1 files changed, 412 insertions, 0 deletions
diff --git a/doc/rados/configuration/mon-osd-interaction.rst b/doc/rados/configuration/mon-osd-interaction.rst
new file mode 100644
index 00000000..6ef66265
--- /dev/null
+++ b/doc/rados/configuration/mon-osd-interaction.rst
@@ -0,0 +1,412 @@
+=====================================
+ Configuring Monitor/OSD Interaction
+=====================================
+
+.. index:: heartbeat
+
+After you have completed your initial Ceph configuration, you may deploy and run
+Ceph.  When you execute a command such as ``ceph health`` or ``ceph -s``,  the
+:term:`Ceph Monitor` reports on the current state of the :term:`Ceph Storage
+Cluster`. The Ceph Monitor knows about the Ceph Storage Cluster by requiring
+reports from each :term:`Ceph OSD Daemon`, and by receiving reports from Ceph
+OSD Daemons about the status of their neighboring Ceph OSD Daemons. If the Ceph
+Monitor doesn't receive reports, or if it receives reports of changes in the
+Ceph Storage Cluster, the Ceph Monitor updates the status of the :term:`Ceph
+Cluster Map`.
+
+Ceph provides reasonable default settings for Ceph Monitor/Ceph OSD Daemon
+interaction. However, you may override the defaults.

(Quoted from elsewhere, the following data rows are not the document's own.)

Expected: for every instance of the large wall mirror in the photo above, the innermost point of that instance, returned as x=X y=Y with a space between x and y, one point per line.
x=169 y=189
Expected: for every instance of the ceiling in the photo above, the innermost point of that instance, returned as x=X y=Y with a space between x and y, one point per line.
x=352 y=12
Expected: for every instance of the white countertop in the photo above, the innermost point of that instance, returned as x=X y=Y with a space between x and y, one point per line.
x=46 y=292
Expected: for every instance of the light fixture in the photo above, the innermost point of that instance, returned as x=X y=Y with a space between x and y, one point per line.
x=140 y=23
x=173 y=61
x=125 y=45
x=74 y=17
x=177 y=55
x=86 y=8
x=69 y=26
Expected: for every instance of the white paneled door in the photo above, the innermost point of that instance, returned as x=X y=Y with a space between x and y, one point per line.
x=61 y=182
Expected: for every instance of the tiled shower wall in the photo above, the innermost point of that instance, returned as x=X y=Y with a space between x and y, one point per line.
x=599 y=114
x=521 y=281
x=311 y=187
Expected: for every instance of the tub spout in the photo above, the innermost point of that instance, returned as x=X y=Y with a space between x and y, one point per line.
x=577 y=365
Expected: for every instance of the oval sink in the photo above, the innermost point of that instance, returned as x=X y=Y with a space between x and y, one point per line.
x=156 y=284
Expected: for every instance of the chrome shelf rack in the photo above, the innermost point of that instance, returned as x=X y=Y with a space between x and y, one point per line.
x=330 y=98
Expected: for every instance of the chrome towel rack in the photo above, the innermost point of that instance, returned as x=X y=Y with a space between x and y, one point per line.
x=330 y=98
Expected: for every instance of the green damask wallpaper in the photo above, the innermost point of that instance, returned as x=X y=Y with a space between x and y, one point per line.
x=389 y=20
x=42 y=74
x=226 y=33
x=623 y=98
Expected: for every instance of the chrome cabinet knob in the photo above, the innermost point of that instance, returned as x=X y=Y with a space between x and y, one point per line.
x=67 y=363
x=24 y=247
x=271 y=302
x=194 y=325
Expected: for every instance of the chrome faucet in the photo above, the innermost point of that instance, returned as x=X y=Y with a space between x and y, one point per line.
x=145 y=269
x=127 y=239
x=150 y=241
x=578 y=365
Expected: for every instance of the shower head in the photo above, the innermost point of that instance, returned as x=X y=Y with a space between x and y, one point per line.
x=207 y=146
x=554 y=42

The following sections
+describe how Ceph Monitors and Ceph OSD Daemons interact for the purposes of
+monitoring the Ceph Storage Cluster.
+
+.. index:: heartbeat interval
+
+OSDs Check Heartbeats
+=====================
+
+Each Ceph OSD Daemon checks the heartbeat of other Ceph OSD Daemons at random
+intervals less than every 6 seconds.  If a neighboring Ceph OSD Daemon doesn't
+show a heartbeat within a 20 second grace period, the Ceph OSD Daemon may
+consider the neighboring Ceph OSD Daemon ``down`` and report it back to a Ceph
+Monitor, which will update the Ceph Cluster Map. You may change this grace
+period by adding an ``osd heartbeat grace`` setting under the ``[mon]``
+and ``[osd]`` or ``[global]`` section of your Ceph configuration file,
+or by setting the value at runtime.
+
+
+.. ditaa::
+           +---------+          +---------+
+           |  OSD 1  |          |  OSD 2  |
+           +---------+          +---------+
+                |                    |
+                |----+ Heartbeat     |
+                |    | Interval      |
+                |<---+ Exceeded      |
+                |                    |
+                |       Check        |
+                |     Heartbeat      |
+                |------------------->|
+                |                    |
+                |<-------------------|
+                |   Heart Beating    |
+                |                    |
+                |----+ Heartbeat     |
+                |    | Interval      |
+                |<---+ Exceeded      |
+                |                    |
+                |       Check        |
+                |     Heartbeat      |
+                |------------------->|
+                |                    |
+                |----+ Grace         |
+                |    | Period        |
+                |<---+ Exceeded      |
+                |                    |
+                |----+ Mark          |
+                |    | OSD 2         |
+                |<---+ Down          |
+
+
+.. index:: OSD down report
+
+OSDs Report Down OSDs
+=====================
+
+By default, two Ceph OSD Daemons from different hosts must report to the Ceph
+Monitors that another Ceph OSD Daemon is ``down`` before the Ceph Monitors
+acknowledge that the reported Ceph OSD Daemon is ``down``. But there is chance
+that all the OSDs reporting the failure are hosted in a rack with a bad switch
+which has trouble connecting to another OSD. To avoid this sort of false alarm,
+we consider the peers reporting a failure a proxy for a potential "subcluster"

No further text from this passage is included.